不合理なローリスク・ハイリターンの仕組み…

 新産業創出の息吹が全く感じられない、との声が強まっている。このため、政府はベンチャーファンド強化やベンチャー支援策を展開し、企業は成果に応じたインセンティブ制度を導入した。挑戦する人を厚遇する社会をつくろうという動きである。
 しかし、他国の成功を真似た仕組みを導入したからといって、同じ効果が得られるとは限るまい。
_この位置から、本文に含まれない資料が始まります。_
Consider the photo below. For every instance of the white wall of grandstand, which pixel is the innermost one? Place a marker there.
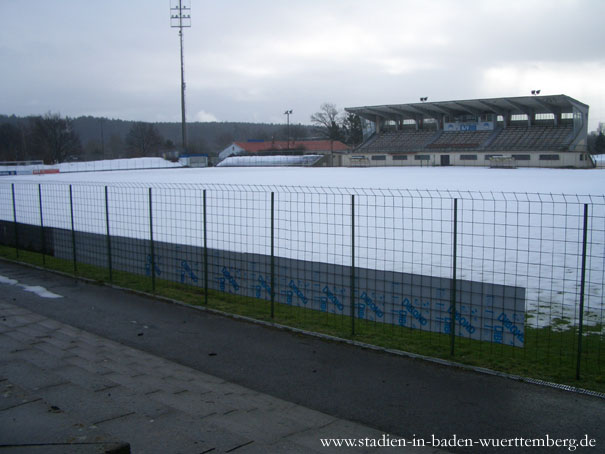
(532, 131)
 実際、大企業からのスピンアウト成功例は今もってほんの僅かである。もっとも、成功者が少なくても、挑戦者が次々と登場しているなら、今後に期待できる。しかし、そのような状況には程遠いのが現実だ。

 実は、これは極く自然な結果である。
 大企業と零細企業間の待遇差は公知の事実だからである。大企業では雇用安定・高給与水準が実現されている。一方、極く普通の零細企業では、企業の存立基盤自体が不安定だ。政府の中小企業対策(実質は政府の援助金)でどうやら生きぬいている企業も多い。とても飛躍どころではない。もちろん給与水準も低い。
 零細企業で働くのは、明かにハイリスク・ローリターンだ。これに対し、大企業で働けばローリスク・ハイリターンである。ローリスク・ハイリターンを捨て、ハイリスク・ローリターンを狙う人などめったにいない。

 ベンチャー型挑戦を鼓舞する掛け声だけは勇ましいが、ローリスク・ハイリターン型制度が続く限り、ハイリスクに賭ける人は特殊例に留まろう。